A Tale of Three Mid-sized Cities: The Syrian Refugee Resettlement and a Progressive Sense of Place
Friday, Oct. 11, 3-4 p.m.
Blue Box Seminar. Dr. Margaret Walton Roberts, Professor, School of International Policy and Governance, The Balsillie School of International Affairs, will speak.
How did communities respond to the Syrian refugee resettlement initiative (SRRI) in 2015-16 in Ontario’s mid-sized cities, and what lessons can we learn from the experience? This chapter explores these questions based on a comparative research project that examined Syrian refugee resettlement in the mid-sized cities of Hamilton, Ottawa and Waterloo in the province of Ontario. We use Doreen Massey’s idea of a progressive sense of place to understand how these communities responded to the SRRI, and the process of becoming and recalibration that occurred in communities exhibiting what we consider a progressive sense of place.
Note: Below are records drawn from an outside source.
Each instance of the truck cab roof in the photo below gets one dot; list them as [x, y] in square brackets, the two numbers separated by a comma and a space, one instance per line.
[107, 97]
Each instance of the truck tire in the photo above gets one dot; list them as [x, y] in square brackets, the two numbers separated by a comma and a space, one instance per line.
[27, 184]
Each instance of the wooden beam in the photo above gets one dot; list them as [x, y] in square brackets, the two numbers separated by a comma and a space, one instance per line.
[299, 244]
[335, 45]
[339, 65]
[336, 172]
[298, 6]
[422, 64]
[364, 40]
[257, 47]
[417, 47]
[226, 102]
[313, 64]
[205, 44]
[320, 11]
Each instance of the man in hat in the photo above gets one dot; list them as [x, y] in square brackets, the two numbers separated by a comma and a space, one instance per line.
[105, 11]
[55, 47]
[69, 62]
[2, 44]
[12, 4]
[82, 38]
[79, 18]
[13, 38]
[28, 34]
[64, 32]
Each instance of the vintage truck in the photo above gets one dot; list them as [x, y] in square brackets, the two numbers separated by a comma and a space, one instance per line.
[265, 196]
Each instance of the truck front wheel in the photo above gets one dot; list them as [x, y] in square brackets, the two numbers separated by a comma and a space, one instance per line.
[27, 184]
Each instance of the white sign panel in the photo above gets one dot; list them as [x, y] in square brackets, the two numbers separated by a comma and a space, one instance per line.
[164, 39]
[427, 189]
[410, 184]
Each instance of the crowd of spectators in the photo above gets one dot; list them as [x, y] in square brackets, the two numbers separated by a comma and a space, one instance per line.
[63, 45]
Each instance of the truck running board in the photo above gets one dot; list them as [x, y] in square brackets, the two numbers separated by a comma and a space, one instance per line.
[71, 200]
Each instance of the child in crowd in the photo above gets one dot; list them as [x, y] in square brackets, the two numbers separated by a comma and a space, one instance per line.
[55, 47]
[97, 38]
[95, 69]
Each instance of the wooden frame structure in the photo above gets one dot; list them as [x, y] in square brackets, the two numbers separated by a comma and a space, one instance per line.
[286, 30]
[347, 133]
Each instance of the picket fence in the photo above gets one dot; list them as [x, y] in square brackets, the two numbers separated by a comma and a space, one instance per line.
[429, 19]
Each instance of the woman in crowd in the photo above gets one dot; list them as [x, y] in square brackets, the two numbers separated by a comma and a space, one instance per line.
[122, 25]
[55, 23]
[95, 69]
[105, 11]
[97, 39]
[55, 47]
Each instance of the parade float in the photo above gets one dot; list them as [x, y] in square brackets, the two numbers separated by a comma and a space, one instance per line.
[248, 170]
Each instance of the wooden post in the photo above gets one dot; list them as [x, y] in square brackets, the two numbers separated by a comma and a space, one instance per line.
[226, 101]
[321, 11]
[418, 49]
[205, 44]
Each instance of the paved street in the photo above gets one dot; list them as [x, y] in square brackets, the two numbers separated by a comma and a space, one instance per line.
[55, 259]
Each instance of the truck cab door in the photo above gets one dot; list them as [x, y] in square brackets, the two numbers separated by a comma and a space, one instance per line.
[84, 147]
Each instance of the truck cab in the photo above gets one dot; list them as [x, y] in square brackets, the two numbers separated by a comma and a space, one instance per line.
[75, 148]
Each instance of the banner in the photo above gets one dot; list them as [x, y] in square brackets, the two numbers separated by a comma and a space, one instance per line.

First we explore how these communities mobilized resources by drawing upon historical features of a progressive sense of place as both narrative and guide for how to respond to the resettlement demands. Second, we detail how the scope of the Syrian refugee resettlement process resulted in new players entering the resettlement space, which presented benefits and challenges to maintaining ideals of community response. Third, the community more broadly became an important participant in the process of welcoming refugees, and this seeming generosity itself had to be managed, because one of the emerging downsides of the positive community response was the perception and reality of inequity in the resources provided to Syrian versus other refugees, the power-geometries evident in this event. Finally, despite the many challenges that emerged for these communities during the intensity of the SRRII, we argue the event contributed to the creation of a progressive sense of place, as more collaborative community networks with a renewed emphasis on refugee resettlement needs emerged.